Four Farmington Public Schools trustees had a frank discussion Tuesday before a tie vote to appoint a new trustee, revealing the reason for their split decision.

David Turner
David Turner (Farmington Public Schools)

Officials had 30 days to fill the seat vacated by Jim Stark, who unexpectedly resigned on October 16. They interviewed 10 candidates for the two-year post, including current trustees David Turner, who declined to run for re-election on November 6, and Mark Przeslawski, who lost his bid for re-election.

Board president Terri Weems explained that the four board members voting had to agree in order to appoint. After two rounds of voting, that clearly was not going to happen.

Turner and long-time district volunteer Jenn Garland each received two votes. During deliberations, trustees laid out the reasons for their support of – and opposition to – the candidates.

Trustee Jessica Cummings said she favored Turner because two new trustees – Pam Green and Zach Rich – will join the board at the first of the year.

“I’m just looking to optimize our situation,” she said. “I’m looking at consistency. I think Mr. Turner will offer us some stability, because of the experience that he has on the board, but also the (human resources) experience that he brings to the table.”

Jenn Garland
Jenn Garland (Farmington/Farmington Hills Education Foundation)

Trustees Angie Smith and Terry Johnson supported Garland, but for slightly different reasons. Smith cited Garland’s years of work with the PTA (Parent Teacher Association) and advocacy at the state and national level on behalf of students.

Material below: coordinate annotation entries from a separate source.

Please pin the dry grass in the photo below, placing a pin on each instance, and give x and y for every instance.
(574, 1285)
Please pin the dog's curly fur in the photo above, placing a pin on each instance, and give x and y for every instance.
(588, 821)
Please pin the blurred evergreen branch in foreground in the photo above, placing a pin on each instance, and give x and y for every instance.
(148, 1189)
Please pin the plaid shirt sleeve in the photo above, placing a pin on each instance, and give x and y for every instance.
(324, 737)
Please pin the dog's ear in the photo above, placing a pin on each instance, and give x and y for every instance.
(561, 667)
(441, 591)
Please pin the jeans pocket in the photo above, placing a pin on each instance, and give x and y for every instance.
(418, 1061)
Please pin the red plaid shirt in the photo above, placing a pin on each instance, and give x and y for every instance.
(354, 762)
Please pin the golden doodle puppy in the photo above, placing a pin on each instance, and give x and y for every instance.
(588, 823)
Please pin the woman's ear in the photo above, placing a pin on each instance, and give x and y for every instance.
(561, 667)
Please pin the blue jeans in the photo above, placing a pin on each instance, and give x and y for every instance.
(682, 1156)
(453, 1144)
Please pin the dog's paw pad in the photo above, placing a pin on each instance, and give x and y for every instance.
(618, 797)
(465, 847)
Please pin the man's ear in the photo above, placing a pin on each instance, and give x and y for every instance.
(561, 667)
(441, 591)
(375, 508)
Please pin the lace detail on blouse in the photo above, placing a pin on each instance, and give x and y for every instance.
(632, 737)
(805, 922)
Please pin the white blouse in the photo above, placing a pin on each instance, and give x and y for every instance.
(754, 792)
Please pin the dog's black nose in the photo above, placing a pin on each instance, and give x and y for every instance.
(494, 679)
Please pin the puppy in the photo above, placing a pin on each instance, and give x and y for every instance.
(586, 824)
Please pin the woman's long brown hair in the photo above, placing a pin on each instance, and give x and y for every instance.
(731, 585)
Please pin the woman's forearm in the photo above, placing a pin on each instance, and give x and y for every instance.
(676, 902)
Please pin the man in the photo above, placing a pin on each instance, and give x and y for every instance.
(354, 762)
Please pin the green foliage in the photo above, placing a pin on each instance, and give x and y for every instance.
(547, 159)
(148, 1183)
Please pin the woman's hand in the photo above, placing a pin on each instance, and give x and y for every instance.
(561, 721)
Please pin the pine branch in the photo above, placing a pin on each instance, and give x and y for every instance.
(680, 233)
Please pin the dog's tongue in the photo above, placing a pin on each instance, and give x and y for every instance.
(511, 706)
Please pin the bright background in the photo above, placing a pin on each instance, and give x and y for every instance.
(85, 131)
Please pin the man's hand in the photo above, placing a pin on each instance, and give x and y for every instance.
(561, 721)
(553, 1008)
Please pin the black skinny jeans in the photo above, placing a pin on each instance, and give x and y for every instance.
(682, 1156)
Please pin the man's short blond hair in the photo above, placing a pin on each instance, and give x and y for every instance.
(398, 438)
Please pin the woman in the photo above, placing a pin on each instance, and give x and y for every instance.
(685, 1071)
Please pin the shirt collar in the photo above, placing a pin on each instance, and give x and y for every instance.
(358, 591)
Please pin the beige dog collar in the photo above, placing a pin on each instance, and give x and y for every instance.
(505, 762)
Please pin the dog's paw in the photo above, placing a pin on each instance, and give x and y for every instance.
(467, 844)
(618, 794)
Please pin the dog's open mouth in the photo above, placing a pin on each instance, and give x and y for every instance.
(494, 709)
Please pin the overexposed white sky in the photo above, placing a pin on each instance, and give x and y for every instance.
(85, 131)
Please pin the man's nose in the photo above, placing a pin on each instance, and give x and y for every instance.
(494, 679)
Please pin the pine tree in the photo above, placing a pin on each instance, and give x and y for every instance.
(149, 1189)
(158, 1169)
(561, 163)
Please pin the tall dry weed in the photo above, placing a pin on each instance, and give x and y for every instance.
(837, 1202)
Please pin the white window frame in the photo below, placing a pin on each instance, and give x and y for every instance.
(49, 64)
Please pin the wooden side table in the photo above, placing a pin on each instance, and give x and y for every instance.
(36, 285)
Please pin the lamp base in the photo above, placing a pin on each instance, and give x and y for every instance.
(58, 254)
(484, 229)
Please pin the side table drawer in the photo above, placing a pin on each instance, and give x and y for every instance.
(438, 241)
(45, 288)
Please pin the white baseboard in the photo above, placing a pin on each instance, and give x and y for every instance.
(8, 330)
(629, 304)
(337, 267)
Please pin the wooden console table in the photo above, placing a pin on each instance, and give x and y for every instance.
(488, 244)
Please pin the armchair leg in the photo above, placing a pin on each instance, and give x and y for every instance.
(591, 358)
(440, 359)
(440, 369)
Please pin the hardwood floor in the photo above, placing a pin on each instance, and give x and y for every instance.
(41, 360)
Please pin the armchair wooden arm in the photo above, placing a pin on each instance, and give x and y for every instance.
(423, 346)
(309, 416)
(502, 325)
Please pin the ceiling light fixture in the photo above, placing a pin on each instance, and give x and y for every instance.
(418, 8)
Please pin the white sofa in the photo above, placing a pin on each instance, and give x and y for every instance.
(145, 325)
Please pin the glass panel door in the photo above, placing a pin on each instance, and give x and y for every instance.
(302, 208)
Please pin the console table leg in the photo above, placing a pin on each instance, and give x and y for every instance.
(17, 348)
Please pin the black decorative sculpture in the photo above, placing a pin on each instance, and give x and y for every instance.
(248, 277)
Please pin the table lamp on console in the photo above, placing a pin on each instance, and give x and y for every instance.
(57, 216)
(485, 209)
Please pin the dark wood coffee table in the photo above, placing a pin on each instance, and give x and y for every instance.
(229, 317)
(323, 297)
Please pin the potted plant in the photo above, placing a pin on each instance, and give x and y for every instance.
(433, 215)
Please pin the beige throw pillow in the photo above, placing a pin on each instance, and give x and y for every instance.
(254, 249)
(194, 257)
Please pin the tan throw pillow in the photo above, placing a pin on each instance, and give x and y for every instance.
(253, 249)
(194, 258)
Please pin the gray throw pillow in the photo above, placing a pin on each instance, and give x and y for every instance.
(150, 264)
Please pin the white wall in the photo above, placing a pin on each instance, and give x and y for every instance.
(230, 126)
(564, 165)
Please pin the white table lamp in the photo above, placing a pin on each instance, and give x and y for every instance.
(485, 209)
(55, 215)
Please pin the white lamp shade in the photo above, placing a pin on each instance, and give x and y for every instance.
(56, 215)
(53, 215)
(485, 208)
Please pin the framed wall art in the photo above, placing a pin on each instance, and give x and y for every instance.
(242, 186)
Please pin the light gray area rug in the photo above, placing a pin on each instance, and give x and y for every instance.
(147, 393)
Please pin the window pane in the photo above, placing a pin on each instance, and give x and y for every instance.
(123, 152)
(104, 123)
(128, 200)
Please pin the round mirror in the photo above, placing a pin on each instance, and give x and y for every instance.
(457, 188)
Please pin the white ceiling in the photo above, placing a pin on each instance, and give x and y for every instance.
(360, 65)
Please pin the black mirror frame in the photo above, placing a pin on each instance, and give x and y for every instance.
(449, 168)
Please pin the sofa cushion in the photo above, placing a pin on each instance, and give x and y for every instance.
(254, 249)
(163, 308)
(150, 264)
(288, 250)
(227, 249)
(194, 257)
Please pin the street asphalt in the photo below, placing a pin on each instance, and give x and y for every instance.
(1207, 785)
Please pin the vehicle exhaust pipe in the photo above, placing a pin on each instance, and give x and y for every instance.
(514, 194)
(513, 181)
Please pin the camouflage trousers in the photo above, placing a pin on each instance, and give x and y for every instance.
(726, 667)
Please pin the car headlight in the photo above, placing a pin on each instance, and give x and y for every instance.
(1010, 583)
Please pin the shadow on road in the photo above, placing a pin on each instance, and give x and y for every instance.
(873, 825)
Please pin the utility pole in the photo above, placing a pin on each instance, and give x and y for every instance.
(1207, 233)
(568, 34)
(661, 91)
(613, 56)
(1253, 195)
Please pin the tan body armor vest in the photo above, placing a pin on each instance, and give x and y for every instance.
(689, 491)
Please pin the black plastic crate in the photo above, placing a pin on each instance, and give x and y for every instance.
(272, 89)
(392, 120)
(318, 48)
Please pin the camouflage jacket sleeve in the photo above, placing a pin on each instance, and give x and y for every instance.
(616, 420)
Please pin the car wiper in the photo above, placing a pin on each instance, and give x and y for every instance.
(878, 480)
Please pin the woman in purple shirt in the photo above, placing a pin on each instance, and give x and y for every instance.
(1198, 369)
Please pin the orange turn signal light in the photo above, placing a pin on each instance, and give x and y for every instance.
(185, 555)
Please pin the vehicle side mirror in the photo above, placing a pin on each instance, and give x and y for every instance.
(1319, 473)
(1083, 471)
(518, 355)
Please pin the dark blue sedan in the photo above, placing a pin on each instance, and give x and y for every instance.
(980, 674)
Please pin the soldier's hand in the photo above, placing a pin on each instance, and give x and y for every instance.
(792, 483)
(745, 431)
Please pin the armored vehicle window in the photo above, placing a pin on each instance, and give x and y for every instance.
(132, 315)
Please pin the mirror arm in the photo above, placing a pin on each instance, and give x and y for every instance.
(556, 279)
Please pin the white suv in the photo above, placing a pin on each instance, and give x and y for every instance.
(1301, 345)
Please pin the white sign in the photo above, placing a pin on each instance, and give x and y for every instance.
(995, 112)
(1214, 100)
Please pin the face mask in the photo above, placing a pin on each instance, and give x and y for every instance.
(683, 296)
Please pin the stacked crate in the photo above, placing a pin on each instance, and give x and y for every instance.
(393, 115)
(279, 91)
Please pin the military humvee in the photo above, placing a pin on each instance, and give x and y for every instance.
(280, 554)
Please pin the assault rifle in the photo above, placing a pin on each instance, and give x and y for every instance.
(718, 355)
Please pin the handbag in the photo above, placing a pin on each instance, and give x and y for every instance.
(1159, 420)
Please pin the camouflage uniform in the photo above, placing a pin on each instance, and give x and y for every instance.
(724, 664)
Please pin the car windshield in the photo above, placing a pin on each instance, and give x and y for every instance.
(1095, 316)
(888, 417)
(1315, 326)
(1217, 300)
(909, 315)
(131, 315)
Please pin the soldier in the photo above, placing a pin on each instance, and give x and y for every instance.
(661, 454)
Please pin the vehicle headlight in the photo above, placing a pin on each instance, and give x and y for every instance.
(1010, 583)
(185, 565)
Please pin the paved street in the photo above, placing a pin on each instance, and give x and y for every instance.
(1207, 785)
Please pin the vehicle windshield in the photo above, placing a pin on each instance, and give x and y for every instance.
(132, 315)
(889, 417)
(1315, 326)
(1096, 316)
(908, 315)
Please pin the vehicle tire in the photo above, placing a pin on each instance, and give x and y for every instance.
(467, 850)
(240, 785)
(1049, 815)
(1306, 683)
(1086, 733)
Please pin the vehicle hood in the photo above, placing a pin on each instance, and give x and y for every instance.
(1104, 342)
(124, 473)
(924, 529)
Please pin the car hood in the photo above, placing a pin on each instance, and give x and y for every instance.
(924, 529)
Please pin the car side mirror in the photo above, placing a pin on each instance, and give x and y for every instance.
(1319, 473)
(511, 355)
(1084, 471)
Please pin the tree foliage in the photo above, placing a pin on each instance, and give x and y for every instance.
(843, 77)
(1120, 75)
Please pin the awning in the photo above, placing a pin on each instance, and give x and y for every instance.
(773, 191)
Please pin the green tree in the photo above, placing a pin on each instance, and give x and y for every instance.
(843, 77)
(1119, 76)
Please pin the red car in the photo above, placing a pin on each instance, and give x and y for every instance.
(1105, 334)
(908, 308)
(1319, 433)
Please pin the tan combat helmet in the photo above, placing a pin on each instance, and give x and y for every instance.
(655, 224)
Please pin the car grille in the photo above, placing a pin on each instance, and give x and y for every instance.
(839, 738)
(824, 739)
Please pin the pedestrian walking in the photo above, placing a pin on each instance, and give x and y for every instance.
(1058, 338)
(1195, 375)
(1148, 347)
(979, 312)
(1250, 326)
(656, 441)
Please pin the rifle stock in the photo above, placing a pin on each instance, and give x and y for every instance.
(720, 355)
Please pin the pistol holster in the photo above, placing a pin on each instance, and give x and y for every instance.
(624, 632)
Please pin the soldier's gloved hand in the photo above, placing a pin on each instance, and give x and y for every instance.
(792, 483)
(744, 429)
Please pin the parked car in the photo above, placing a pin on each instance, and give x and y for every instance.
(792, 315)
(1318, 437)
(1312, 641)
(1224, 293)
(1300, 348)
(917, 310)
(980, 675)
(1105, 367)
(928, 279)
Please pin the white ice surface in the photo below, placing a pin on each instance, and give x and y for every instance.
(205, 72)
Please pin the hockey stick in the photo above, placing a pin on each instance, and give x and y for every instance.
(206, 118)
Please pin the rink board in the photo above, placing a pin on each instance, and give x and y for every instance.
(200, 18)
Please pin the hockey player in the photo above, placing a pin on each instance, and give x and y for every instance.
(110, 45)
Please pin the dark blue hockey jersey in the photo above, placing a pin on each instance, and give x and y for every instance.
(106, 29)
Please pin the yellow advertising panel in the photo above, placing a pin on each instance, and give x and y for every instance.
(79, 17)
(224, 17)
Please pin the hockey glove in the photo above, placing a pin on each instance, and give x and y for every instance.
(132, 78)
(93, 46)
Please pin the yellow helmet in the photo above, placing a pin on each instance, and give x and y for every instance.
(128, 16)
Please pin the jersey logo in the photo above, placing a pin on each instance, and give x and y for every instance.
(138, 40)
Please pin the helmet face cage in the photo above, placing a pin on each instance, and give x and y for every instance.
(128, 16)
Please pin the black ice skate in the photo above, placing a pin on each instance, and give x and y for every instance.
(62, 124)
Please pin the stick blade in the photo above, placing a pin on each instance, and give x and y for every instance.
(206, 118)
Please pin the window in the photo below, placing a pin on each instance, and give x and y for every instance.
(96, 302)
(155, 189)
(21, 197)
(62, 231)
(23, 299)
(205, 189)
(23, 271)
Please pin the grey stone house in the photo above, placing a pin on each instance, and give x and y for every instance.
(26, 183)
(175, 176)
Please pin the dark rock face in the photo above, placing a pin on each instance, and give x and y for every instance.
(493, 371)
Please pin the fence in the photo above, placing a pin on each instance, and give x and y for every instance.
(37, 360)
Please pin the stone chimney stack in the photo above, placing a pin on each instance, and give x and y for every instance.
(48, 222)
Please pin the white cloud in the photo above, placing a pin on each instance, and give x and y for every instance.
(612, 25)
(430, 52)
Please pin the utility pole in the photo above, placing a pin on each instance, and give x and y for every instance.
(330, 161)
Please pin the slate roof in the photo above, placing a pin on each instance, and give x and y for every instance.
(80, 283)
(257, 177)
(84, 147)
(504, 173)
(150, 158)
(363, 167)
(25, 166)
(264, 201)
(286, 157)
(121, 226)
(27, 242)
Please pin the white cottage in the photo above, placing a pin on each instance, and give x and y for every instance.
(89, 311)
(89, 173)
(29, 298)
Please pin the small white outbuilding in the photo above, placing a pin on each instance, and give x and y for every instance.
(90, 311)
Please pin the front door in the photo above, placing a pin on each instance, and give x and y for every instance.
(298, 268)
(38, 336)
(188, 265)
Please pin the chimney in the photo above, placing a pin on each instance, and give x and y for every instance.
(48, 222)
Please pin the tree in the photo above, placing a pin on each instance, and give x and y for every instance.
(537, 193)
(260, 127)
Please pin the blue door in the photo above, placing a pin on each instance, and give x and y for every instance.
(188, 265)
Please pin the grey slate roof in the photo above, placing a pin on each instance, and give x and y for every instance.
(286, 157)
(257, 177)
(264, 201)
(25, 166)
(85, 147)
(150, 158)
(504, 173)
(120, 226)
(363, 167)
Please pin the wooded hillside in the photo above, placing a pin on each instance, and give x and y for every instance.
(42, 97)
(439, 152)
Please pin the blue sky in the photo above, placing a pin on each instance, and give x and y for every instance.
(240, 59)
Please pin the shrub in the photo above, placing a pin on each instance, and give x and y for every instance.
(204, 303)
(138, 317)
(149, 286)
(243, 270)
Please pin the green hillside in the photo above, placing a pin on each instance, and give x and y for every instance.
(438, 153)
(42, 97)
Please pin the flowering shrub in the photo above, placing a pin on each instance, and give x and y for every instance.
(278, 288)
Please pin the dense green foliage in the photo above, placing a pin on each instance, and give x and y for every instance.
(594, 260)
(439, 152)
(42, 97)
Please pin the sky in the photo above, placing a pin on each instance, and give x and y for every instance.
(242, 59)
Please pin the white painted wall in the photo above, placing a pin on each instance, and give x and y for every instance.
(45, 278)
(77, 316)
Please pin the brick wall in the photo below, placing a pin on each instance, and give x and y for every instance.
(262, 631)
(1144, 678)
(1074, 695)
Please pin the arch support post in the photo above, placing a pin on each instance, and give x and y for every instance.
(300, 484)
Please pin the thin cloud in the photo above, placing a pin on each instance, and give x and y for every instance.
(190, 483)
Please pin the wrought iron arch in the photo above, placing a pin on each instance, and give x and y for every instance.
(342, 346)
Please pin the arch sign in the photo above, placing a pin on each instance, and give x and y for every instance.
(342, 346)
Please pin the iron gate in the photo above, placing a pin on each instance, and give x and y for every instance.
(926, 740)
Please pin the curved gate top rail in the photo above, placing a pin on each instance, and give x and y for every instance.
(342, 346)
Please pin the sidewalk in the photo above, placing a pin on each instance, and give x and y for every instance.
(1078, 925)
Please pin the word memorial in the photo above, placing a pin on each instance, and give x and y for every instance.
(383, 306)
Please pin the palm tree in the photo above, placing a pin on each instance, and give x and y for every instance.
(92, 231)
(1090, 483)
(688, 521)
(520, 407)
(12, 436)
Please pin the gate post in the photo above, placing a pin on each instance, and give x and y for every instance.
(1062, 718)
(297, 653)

“She’s out there, she hears what the people in the community want. She hears what people in the community need,” Smith said.

Johnson, on the other hand, focused more on Turner’s decision to not run for office.

“I have some concerns, and my concerns get back to people that keep their word,” he said. “I asked Mr. Turner a very pointed question, which I did not get an answer to… what has changed that you can now have all this time? Two years from now, are we going to be in the same position?”

Johnson was also concerned at how appointing an incumbent would look to the public and whether people would trust Turner. “I’ve seen Ms. Garland committed, I’ve seen her out there. She has my vote,” he said.

Board president Terri Weems said she was “very torn. Had Mrs. Garland run, Mrs. Garland would have gotten my vote. In fact, I encouraged her to run.”

However, she said, the “relatively young board” has not made improvements in the areas that concern her; namely, curriculum and instruction, the achievement gap, and equity issues. Appointing Turner would keep someone with experience on the board.

“We’ve been focused on educating ourselves and getting up to speed,” she said. “The reason why we haven’t closed the gap or addressed curriculum and instruction is, we’re new… I sort of feel like consistency now is important.”

Oakland Schools Board of Education
Oakland Schools officials will appoint a new Farmington Public Schools trustee. They are, from left, George Ehlert, Barb DeMarco, Connie Williams, Theresa Rich, and Marc Katz. (

As it became clear trustees had reached an impasse, Weems said, “I think that it would be good for someone objective to come in and help us make this decision. I’m not uncomfortable with that.”

Johnson introduced the motion to pass the decision on to Oakland Schools. Weems said the Intermediate School District, designated by state law to take over if the local board was unable to agree, does not have a documented appointment process.

“I have every indication that they would give consideration to the process we’ve gone through, whether that means considering the entire applicant pool or the ones we’ve had the most discussion around,” she said.

The Oakland Schools board meets on the first and third Tuesdays of the month; their next meeting is scheduled November 20, 6:30 p.m., in conference room A of the Oakland Schools Administration Building located at 2111 Pontiac Lake Road in Waterford. The meeting is open to the public.